Back on Sept.6 we started to examine chap.6 of Leland Ryken’s recent book (A Christian Guide to the Classics; Crossway, 2015), “How to Read a Classic.” We listed the six ways he tells us to to this and gave his summary of the chapter.
For the sake of review, let’s put those six positive ways in front of us again:
- Good Practice #1: Read a classic with respect for the momentousness of what you are doing.
- Good Practice #2: Understand the nature of the reading situation.
- Good Practice #3: Apply what you know about literature generally.
- Good Practice #4: Maintain a keen eye for the obvious.
- Good Practice #5: Be aware that the classics did not escape the effects of the fall.
- Good Practice #6: Be yourself as a Christian reader.
For today, we listen to what Ryken has to say about good practice #1 – read a classic with respect for the momentousness of what you are doing.
Throughout this book I stress the elite class to which a literary work belongs if it is a classic. The classics are the best of the best. …The classics represent literature on its best behavior, and as readers of them we should aspire to meet the same standard.

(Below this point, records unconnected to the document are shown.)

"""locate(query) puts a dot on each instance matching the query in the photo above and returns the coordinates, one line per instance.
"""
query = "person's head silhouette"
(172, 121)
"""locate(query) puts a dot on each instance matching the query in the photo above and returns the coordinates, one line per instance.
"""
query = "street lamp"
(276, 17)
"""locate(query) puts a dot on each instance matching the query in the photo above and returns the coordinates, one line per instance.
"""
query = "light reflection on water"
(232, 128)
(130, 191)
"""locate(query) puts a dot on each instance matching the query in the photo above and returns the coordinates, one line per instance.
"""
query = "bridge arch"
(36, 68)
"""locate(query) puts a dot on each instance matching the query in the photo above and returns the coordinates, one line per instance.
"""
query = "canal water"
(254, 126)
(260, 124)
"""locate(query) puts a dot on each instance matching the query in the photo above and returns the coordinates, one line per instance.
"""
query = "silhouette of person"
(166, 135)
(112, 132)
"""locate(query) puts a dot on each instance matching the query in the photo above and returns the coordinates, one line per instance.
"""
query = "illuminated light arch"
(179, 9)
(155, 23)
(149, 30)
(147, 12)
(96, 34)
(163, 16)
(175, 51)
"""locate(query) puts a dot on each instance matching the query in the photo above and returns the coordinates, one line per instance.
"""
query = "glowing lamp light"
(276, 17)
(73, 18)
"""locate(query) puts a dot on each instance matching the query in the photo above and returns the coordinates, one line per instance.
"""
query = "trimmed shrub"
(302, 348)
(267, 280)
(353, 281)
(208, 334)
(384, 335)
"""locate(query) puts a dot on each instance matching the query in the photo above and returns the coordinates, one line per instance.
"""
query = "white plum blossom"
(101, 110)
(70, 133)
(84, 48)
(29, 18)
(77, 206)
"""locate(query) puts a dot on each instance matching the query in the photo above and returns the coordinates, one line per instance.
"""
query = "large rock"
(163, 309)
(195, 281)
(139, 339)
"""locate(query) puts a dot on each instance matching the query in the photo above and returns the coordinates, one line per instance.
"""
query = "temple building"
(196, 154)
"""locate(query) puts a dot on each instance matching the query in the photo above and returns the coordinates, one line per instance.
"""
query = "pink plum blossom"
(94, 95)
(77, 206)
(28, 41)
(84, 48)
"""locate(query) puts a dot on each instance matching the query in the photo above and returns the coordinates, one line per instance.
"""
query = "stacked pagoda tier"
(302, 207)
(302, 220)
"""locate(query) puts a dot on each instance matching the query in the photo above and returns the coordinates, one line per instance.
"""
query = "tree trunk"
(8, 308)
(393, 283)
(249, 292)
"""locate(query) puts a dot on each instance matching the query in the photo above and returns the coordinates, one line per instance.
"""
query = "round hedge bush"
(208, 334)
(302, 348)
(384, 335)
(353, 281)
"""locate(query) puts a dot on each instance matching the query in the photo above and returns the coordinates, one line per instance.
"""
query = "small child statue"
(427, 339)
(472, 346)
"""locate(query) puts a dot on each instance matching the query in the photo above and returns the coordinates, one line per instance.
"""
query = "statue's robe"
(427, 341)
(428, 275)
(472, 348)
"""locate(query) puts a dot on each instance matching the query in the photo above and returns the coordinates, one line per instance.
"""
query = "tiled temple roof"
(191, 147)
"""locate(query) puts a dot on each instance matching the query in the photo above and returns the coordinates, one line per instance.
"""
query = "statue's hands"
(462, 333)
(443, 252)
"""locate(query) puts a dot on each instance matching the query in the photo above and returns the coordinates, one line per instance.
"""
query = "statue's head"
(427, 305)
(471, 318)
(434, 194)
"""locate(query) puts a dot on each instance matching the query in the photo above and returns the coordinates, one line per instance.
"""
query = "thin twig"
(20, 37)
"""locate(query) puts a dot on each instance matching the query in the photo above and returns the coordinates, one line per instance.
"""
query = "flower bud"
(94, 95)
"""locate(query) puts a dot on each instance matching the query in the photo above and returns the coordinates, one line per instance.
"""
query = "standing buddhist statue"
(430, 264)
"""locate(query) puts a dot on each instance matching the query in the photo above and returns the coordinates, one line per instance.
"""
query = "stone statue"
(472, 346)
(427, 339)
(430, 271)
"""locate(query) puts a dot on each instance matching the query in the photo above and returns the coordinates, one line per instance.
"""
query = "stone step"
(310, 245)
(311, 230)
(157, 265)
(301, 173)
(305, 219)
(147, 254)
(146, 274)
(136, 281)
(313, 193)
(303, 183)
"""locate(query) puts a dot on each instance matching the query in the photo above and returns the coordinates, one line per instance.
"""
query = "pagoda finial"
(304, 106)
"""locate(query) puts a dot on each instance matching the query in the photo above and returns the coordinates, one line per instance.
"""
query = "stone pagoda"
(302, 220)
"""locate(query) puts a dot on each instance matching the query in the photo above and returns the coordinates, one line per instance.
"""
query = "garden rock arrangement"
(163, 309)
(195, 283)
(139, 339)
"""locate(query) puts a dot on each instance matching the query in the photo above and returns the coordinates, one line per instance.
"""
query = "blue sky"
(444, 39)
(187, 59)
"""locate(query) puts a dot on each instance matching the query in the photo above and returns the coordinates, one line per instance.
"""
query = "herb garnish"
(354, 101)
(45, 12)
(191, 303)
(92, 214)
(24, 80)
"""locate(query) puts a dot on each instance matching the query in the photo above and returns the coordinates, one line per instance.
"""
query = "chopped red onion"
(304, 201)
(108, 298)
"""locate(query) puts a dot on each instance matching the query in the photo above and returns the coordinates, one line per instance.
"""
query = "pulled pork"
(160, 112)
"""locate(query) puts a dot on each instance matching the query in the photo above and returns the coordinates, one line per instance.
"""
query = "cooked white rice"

When we know that a piece of literature is a classic, we should begin with a vote of confidence for the work. This does not mean that we should be indiscriminate in our assessment of it. It means rather that we begin with an awareness that the world at large has regarded the work as a great work. Greatness deserves to be respected and honored.
The liberal establishment today attempts to instill an automatic bias against the classics. We need to reject that attempted coercion. Every work of literature is on trial, but at the end of the day we can virtually depend on it that a classic will give us more truth, wisdom, and beauty than lesser literature (and certainly more than the propagandistic literature of the “politically correct” movement), p.52.